The necessity to obtain an actuarial certificate with regard to the allocation of earnings for Division 296 purposes currently seems to be unclear.

The director of a Perth-based accounting and advice firm has drawn attention to an anomaly in the Division 296 legislation with regard to the requirement for SMSFs to obtain an actuarial certificate if the fund has more than one member and one of them is considered in scope for the new tax.

“The explanatory memorandum refers to an actuarial certificate not being required if the member of the fund is not in scope. Now the challenge with that, and it will likely fall out with how this is implemented, is the fund might not necessarily know whether the person is in scope or not,” Cooper Partners head of SMSF and succession Jemma Sanderson told attendees of The Tax Institute Super Intensive online event held recently.

“[This is especially the case] if you’ve got the situation where the tax agent of the fund may not be privy to all of the wider superannuation benefits of the members of that fund.
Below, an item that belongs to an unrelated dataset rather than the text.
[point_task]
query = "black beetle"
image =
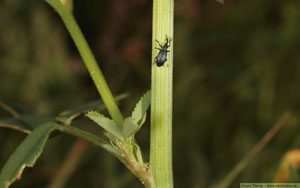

“If [the tax agent is] looking after the family group, then they would likely have access to the tax portal and can jump in and see the total super balance of each of those members, but [for them] to be able to say [‘the member] is not in scope so we don’t need [to get an actuarial certificate’], they can’t make that call.”

According to Sanderson, this uncertainty may be rectified by the final procedures put in place to calculate and administer an individual’s Division 296 tax liability.

“[It could eventuate that] the SMSF does its annual return, all the other super funds in the country do their returns, the tax office does its data matching and says: ‘Jemma, you’re over the large super balance threshold so therefore you’re in scope,’ and then it might write to the relevant funds [requesting] more information about [the member] and the attributed earnings for the year,” she said.

Alternatively, she recognised the ATO might contact the tax agent directly when it confirms an individual is in scope for the Division 296 tax.

“[But] we don’t know what that process looks like [and] that’s a lot of double handling in my opinion,” she indicated.

“My preference would be [to include] some extra disclosures potentially on the SMSF annual return, but that in itself has its own challenges.

“So we will have to wait to see how that is ultimately implemented by the regulator with consultation from the industry.”